We'll need a service which is able to replay all the landing and driving events to compute the latest location of the rover. Let's call it FindLatestLocation. Or maybe it'd be faster if we computed that latest location on the go, while we receive each landing and driving event? In that case our FindLatestLocation would just need to retrieve those values from a sort of cache.

It sounds like we can have many ways of finding the rover location, and commiting to one right now only to find out later that another implementation was better would be a shame.
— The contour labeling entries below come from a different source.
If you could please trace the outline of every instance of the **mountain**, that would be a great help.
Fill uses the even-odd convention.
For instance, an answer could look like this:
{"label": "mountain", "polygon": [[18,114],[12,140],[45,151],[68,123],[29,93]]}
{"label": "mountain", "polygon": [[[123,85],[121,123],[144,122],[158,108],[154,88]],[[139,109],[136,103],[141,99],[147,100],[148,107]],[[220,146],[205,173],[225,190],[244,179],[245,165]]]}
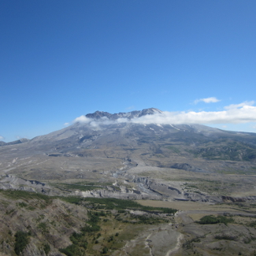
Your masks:
{"label": "mountain", "polygon": [[[255,133],[140,123],[141,118],[163,114],[155,108],[88,113],[84,122],[1,147],[0,173],[23,179],[20,184],[47,184],[44,191],[50,195],[208,202],[221,202],[221,196],[239,191],[254,195],[255,180],[248,175],[256,174]],[[9,186],[6,179],[2,187]],[[198,191],[187,188],[187,182],[198,183]]]}
{"label": "mountain", "polygon": [[9,143],[5,143],[4,141],[0,141],[0,147],[1,146],[7,146],[7,145],[20,144],[20,143],[27,143],[28,141],[29,141],[29,139],[26,139],[26,138],[21,138],[20,139],[12,141]]}
{"label": "mountain", "polygon": [[163,113],[162,111],[158,109],[150,108],[150,109],[143,109],[141,111],[132,111],[128,113],[118,113],[113,114],[104,111],[96,111],[94,113],[87,113],[87,115],[85,115],[85,117],[92,119],[107,117],[109,120],[117,120],[118,118],[128,118],[131,120],[132,118],[138,118],[143,116],[153,115],[155,113]]}

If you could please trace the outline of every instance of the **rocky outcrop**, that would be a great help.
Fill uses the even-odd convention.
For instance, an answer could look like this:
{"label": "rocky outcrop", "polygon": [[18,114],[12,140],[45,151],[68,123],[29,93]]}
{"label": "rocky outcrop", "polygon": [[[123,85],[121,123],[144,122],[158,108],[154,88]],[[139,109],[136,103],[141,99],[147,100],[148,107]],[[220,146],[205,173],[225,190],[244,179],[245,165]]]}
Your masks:
{"label": "rocky outcrop", "polygon": [[13,174],[2,176],[0,180],[0,189],[14,189],[23,190],[27,191],[37,191],[41,193],[47,193],[50,186],[37,180],[28,180],[19,178]]}
{"label": "rocky outcrop", "polygon": [[176,164],[171,165],[170,167],[173,168],[173,169],[178,169],[180,170],[188,171],[188,172],[208,173],[207,171],[205,171],[200,168],[197,168],[195,166],[191,165],[187,163],[181,163],[181,164],[176,163]]}

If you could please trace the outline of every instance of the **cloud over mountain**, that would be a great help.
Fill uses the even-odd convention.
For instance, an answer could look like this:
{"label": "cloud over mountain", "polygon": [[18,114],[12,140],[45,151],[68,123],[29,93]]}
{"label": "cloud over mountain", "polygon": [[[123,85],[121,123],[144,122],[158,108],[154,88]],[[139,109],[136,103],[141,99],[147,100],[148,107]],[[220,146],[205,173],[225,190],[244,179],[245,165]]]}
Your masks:
{"label": "cloud over mountain", "polygon": [[125,117],[110,120],[106,117],[97,120],[81,116],[73,122],[90,124],[97,127],[101,124],[111,124],[117,123],[133,124],[241,124],[256,122],[256,106],[254,102],[245,102],[237,105],[225,106],[222,111],[183,111],[183,112],[161,112],[154,114],[146,114],[139,117],[126,118]]}
{"label": "cloud over mountain", "polygon": [[195,104],[197,104],[200,102],[203,102],[205,103],[215,103],[217,102],[220,102],[220,99],[217,99],[215,97],[210,97],[210,98],[200,98],[200,99],[196,99],[195,101],[194,101]]}

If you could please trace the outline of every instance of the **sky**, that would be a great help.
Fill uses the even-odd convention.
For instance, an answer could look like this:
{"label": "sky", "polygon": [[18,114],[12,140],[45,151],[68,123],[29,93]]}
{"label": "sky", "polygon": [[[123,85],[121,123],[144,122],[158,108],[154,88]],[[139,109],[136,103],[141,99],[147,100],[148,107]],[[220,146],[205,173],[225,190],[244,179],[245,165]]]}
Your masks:
{"label": "sky", "polygon": [[96,110],[256,132],[256,1],[0,2],[0,140]]}

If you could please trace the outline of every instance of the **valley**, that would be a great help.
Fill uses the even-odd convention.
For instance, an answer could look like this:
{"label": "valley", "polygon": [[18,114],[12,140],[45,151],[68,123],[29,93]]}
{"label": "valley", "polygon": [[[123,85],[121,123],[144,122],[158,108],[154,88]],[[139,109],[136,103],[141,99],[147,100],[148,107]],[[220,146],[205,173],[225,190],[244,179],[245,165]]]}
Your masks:
{"label": "valley", "polygon": [[256,134],[152,114],[0,146],[0,254],[254,255]]}

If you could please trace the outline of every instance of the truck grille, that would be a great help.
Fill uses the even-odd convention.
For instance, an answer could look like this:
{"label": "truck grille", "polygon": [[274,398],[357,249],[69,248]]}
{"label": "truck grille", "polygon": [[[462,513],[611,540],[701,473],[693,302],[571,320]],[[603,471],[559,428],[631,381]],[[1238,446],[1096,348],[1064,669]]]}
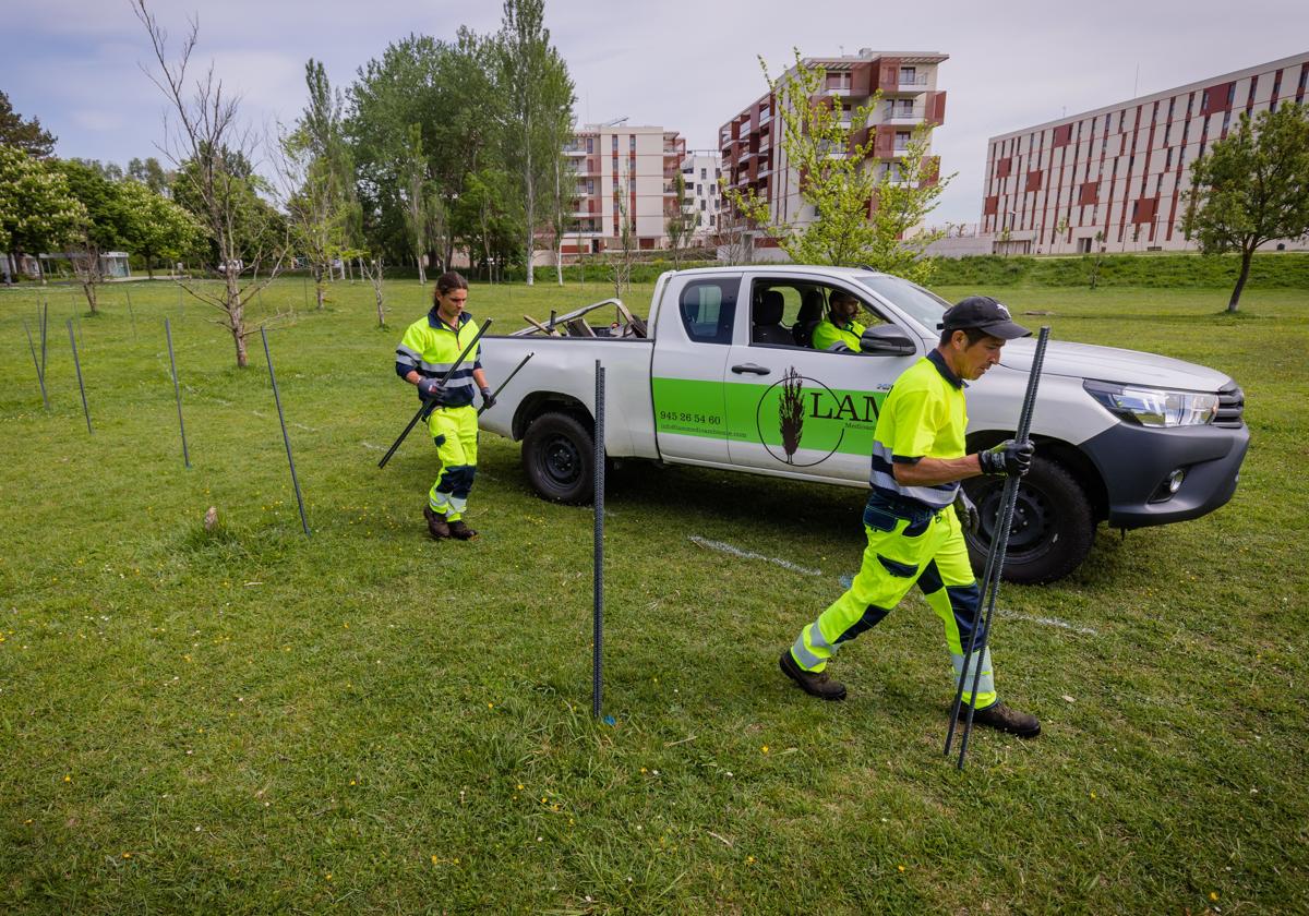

So let's delay our decision and rely on an interface for now:

<?php

namespace spec\MarsRover\Location;

use MarsRover\Location\Service\FindLatestLocation;
use PhpSpec\ObjectBehavior;

class LocateRoverHandlerSpec extends ObjectBehavior
{
    const X = 23;
    const Y = 42;
    const ORIENTATION = 'north';

    const LOCATION = [
        'x' => self::X,
        'y' => self::Y,
        'orientation' => self::ORIENTATION,
    ];

    function it_finds_a_rover_latest_location(
        FindLatestLocation $findLatestLocation
    ) {
        $this->beConstructedWith($findLatestLocation);

        $findLatestLocation->find()->willReturn(self::LOCATION);

        $this->handle()->shouldBe(self::LOCATION);
    }
}

It might be our smallest Handler of all. Since it only uses one service, we might start wondering if it was worth to have a handler at all (we could just use the FindLatestLocation service directly), after all we did skip the Command for similar reasons.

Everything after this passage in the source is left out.